I began to talk of my rape, why I ended up in a better place than all of my other drug induced cohorts.  She frowned slightly and leaned forward listening, intently–interrupting only to bring my language up when I felt the power of hopelessness overcome me. 

“Genitals,” for “cunt.” “Penetration,” for “fucked,” and so on.  I was sweaty and chilled when I finished telling her of my night in lockup.  There was no reason for me to tell her of that experience and when I finished hiccuping and sputtering my way through, fighting the urge to sob out my anger and helplessness Julia was gray and thin lipped.  I had made a mistake, she would talk of either forgiveness or injustice but she did not, she gave to me what I had just given to her; a life story.

“My husband came from a long line of Jews–as you call me.  Some of his family wore the traditional garb.  He was more liberated in his thoughts that my very conservative family and I found his conversation good though some of his personal philosophy wanting.  Though he celebrated the holidays and the Sabbath, his diet wasn’t kosher, as his wife I would correct that in him I was sure.
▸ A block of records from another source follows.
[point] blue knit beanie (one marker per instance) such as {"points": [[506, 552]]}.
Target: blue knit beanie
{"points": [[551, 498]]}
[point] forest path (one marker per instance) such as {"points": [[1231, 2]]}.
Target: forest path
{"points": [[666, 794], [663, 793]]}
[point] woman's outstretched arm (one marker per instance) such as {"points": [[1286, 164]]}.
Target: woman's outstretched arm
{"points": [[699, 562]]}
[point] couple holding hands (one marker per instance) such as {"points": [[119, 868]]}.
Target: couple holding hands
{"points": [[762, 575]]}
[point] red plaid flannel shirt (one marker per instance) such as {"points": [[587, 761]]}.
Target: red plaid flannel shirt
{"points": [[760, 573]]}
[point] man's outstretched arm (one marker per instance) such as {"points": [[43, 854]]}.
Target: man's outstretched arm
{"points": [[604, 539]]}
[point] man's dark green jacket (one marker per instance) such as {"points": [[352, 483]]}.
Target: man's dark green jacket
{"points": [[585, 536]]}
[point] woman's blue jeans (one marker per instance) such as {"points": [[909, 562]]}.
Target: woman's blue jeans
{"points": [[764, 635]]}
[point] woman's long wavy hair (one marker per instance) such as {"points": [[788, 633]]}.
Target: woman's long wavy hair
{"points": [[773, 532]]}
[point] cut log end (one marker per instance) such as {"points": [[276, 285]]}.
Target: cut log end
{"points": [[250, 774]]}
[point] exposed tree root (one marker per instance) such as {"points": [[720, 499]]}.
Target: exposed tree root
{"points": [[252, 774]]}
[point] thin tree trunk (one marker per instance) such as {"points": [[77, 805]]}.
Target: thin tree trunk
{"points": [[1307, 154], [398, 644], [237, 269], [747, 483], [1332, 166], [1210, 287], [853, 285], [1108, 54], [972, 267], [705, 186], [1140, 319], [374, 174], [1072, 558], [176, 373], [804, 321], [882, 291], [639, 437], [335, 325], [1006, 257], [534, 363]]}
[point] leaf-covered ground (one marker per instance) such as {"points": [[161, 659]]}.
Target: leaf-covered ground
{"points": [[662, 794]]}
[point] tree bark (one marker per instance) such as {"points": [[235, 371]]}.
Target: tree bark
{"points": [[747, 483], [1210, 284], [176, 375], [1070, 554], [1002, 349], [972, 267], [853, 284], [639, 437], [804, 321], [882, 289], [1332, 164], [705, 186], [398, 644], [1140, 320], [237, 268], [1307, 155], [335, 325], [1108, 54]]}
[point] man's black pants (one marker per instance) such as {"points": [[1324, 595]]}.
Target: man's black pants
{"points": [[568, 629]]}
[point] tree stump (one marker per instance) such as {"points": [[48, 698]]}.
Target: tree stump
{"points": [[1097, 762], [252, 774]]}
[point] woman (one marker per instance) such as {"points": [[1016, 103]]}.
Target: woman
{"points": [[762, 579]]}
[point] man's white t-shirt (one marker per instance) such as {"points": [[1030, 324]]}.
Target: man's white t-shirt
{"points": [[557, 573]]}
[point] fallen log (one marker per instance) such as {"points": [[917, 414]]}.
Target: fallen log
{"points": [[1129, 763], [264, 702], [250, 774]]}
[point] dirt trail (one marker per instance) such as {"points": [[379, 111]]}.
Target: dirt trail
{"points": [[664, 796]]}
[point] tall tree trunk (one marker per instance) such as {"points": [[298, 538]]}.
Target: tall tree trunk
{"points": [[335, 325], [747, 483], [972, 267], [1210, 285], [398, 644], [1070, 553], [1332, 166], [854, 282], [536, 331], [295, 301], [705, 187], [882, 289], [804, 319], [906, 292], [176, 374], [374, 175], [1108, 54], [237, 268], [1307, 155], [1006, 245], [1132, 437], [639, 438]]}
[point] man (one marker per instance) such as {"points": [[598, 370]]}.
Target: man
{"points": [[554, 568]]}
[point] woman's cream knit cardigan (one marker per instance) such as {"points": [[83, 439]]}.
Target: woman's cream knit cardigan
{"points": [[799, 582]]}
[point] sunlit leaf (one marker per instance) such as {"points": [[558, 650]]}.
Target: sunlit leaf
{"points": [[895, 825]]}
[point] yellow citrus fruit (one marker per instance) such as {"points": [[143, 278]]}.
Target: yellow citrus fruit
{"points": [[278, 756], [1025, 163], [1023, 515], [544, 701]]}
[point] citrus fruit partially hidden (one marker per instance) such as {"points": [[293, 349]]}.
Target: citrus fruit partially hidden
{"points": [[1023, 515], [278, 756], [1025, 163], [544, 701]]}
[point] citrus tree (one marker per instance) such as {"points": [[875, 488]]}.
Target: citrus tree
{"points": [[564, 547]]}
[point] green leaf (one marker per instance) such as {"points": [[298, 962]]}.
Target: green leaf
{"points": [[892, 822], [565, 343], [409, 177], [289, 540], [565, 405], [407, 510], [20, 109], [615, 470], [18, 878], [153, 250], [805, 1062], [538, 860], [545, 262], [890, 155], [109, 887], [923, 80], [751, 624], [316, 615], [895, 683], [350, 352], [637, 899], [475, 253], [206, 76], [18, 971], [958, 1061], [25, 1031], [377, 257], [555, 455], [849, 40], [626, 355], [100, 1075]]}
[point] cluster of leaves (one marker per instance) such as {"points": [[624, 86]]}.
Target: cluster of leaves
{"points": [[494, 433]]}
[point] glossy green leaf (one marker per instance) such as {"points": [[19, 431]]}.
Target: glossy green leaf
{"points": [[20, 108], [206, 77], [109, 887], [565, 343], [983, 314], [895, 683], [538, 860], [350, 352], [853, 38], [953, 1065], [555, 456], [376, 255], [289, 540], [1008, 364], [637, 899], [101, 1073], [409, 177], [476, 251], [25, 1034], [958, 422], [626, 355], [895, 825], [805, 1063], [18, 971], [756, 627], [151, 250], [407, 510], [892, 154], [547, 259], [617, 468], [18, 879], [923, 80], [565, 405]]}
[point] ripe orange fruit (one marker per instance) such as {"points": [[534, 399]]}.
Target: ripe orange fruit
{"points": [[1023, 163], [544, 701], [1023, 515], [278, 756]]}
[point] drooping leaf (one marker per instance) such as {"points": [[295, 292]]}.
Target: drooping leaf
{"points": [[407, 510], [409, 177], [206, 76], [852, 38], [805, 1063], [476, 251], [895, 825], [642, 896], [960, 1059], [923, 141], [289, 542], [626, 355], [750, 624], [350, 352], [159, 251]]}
Our families arranged our marriage, you see.  Even in the United States some practices this.  It was many, many years ago.  Coming from a very wealthy family my dowry was large, and I was nervous about men because of that fact.  The arranged marriage was necessary; but I wanted to feel a part of my ancient heritage and to this day I do not find any fault in my desire.  He was brutal.  He could only come to a sexual climax by cruelty.  My children, I have three who lived, were begot in horrific ways.  It was not their fault.”

She was silent for a few moments, the two of us horrified as if the earth had gone dark and the rumble of an earthquake had shaken us out of a mundane conversation.  “What happened?  How did you survive?”  The burn of my life story still trembled from my fingertips and left me shivering with cold. How would I feel about my life when I was her age?

“I had him murdered.  I could not stand one more rape.  Divorce was an option but he would then have access to my children through visitation rights, I could not risk their minds if their father’s appetites should turn toward them.  I had run away with the children but he would find me.”  She stared into the corner of the room, I could not read her expression, it seemed shadowed even though we sat in an opened sunlit place.

“What happened?  How are you here?”

“I got away with it dear.  I paid for his demise and no one is the wiser, except now for you.”
Staring at her snow white hair, glistening and glowing within the streaming sunlight I thought her bright blue eyes must have been the culmination of her beauty in youth for even as I gazed upon her they blazed with intelligence and something else…. cunning?
“Dear girl, I only tell you because you must grow and take responsibility for your life.  Let this be our gift to each other–bad happens, we lose and we win but through it all God grants a chance at human connection that make the bad bearable and the good a humbling experience; not all take advantage or cherish endings.”

We never spoke of again of rape or murder.